Introduction, exposure, for sustainable, conclusion of a speech.
Discourse religious (homily, instruction, sermon, sermon, preaching, sermon).
Speech in praise, for the defense, the justification of someone (apology, eulogy, panegyric, plea).
Discourse that accuses (catiline, philippic, indictment).
Do, read, improvise, give a speech.
Discourse pronounced du top of the pulpit (ex cathedra), from a grandstand.
A speech River.
Discourse policy televised.
The speeches of a the countryside electoral.
The small sentences, the hints of a speech (policy).
Inaugural and closing speech.
Speech from the Throne, pronounced before Parliament at the beginning of each année parliamentary by a sovereign or his representative.
Speech by policy General of the head of government.
Keynote speech by a minister.
Speech by reception, pronounced by a new academician.
3. Didactic literary writing that treaty an topic in it developing methodically (presented, treated).

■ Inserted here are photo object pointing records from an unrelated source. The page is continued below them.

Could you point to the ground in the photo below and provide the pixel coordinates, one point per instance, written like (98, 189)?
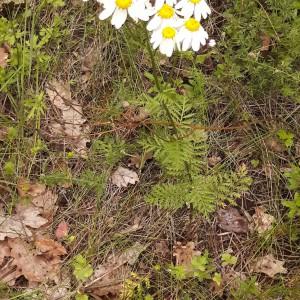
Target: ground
(129, 175)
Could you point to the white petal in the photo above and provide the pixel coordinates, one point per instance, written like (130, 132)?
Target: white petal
(154, 23)
(119, 17)
(132, 11)
(188, 10)
(196, 42)
(180, 4)
(186, 44)
(107, 12)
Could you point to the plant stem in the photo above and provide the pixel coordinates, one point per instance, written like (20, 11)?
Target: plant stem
(153, 62)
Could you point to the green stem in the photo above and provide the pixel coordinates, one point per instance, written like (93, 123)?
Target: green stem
(156, 80)
(153, 62)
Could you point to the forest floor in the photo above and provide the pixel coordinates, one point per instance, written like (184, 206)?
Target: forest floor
(116, 186)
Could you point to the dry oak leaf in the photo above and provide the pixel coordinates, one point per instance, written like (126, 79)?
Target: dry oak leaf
(262, 221)
(42, 200)
(30, 216)
(50, 247)
(185, 253)
(231, 220)
(29, 189)
(71, 125)
(122, 177)
(35, 268)
(269, 266)
(62, 230)
(12, 227)
(4, 251)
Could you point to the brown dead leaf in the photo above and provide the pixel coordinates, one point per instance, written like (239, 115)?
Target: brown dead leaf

Book by the French mathematician, physicist and philosopher René Descartes (1596-1650): “The Discourse on Method”.
II) The speech:
1. The'expression verbal thought (speech; language).
parts of speech: categories traditional grammatical (noun, article, adjective, pronoun, verb, adverb; preposition, conjunction, interjection).
Rhetoric: The sequence of ordered words that constitute a speech, a sermon.
The six parties traditional discourse: introduction, proposition; narration, proof, refutation; peroration.
2. Linguistics: Exercise of the faculty of language (speech).
Particular form of the linguistic realizations of a field of knowledge.
Scientific discourse, literary discourse.
– Quotation from the French biologist Jacques Testart (born in 1939): “Scientist discourse claims to remove all limits in the conquest of nature”.
Observable linguistic utterance (sentence and series of spoken sentences; written text), by opposition au système abstract what is language.
Occurrence of a against in speech.
Reported speech, direct, indirect.
Statement explicitly supported by a narrator.
Opposition speech and story.
Didactic: Analysis of (of) discourse, taking for unit observation the sentence or a unit more expanse (enunciation, stylistics).
3. Philosophy : Thought discursive, reasoning (opposite à intuition).
THEunivers of speech: thetogether du context.